同年、行政警察規則により、路上で、狂癲者を発見したら介抱し、暴力を振るう者は取り押さえてその地の戸長に引き渡すことが規定された。
明治11年(1878)   名古屋監獄に日本最初の監獄精神病室が設置された。
同年、東京警視庁布達により、「精神障害者や不良子弟等を私宅に鎖錮しようとするものは、その理由等を詳記し、親族連印の上、医師の診断書を添えて所轄の警察に届け出て認可を得ること」が定められた。(私宅監置の制度化)
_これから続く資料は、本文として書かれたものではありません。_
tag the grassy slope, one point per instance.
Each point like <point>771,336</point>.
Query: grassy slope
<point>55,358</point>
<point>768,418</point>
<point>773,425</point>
明治12年(1879)  精神障害者の収容施設、治療施設として、東京府養育院内の癲狂室が独立し、東京府癲狂院が設置された。精神障害者の医療施設への収容もはじまったが、全国的にみれば、その病床数はほんのわずかなものにすぎなかった。
明治13年(1880)  旧刑法に、発狂人の看守を怠り、路上に徘徊せしめたるものは違警罪として処罰する旨が規定され、精神障害者に関わる治安活動に対して、家族がその責任の一端を負うべき法的根拠が明確になりはじめた。
明治16年(1883)  相馬事件はじまる。この事件は、相馬氏の旧臣、錦織剛清が、精神病のゆえに私宅に監禁されていた相馬誠胤の拠遇を不当として東京軽罪裁判所に告発したことに端を発した事件であった。これをきっかけに、法定手続きが不明確な私宅監置の問題が顕在化した。同時に、東京帝国大学教授、スクリバ、同じく榊 俶による診断書が司法判断上重要な役割を演じ、わが国の司法鑑定の嚆矢となる事件でもあった。
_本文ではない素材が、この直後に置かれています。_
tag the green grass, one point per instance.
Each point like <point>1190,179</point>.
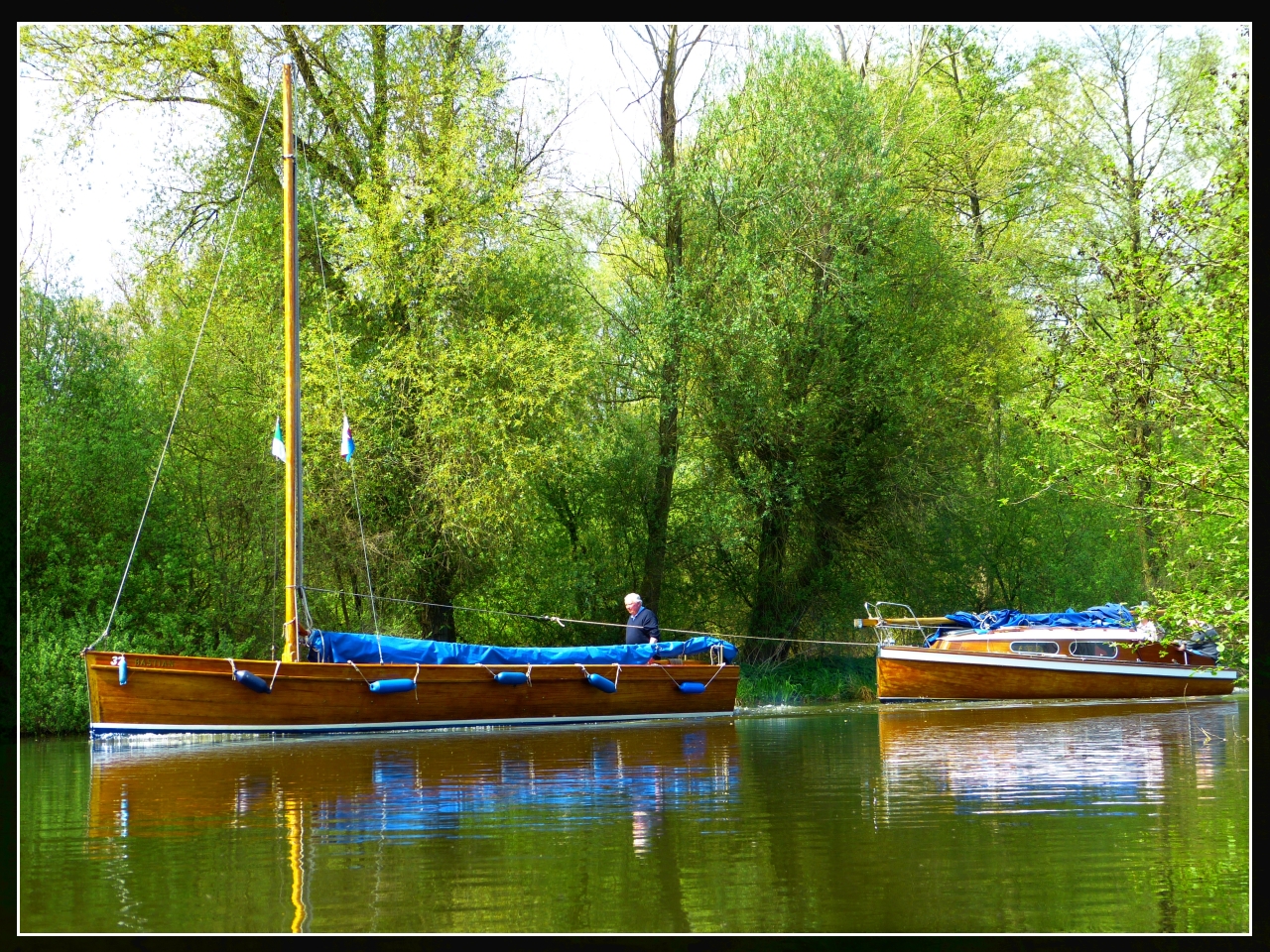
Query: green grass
<point>808,680</point>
明治17年(1884)  警視庁令で、許可のない者を私立精神病院に入院させることを禁じた。
明治33年(1900)  精神病者監護法公布
・地方ごとに異なっていた精神障害者の処遇規定を一律にした。
・精神病者に対する監護義務者を定め、監置の手順を規定した。
・公私立精神病院の精神病室管理を警察署の菅轄とした。
明治35年(1902)  精神病者慈善救治会設立。
大隈重信夫人を会長とする民間の精神障害者救援慈善団体(精神病者救治会、日本精神厚生会、日本精神衛生会、日本精神衛生連盟として現在に連なる)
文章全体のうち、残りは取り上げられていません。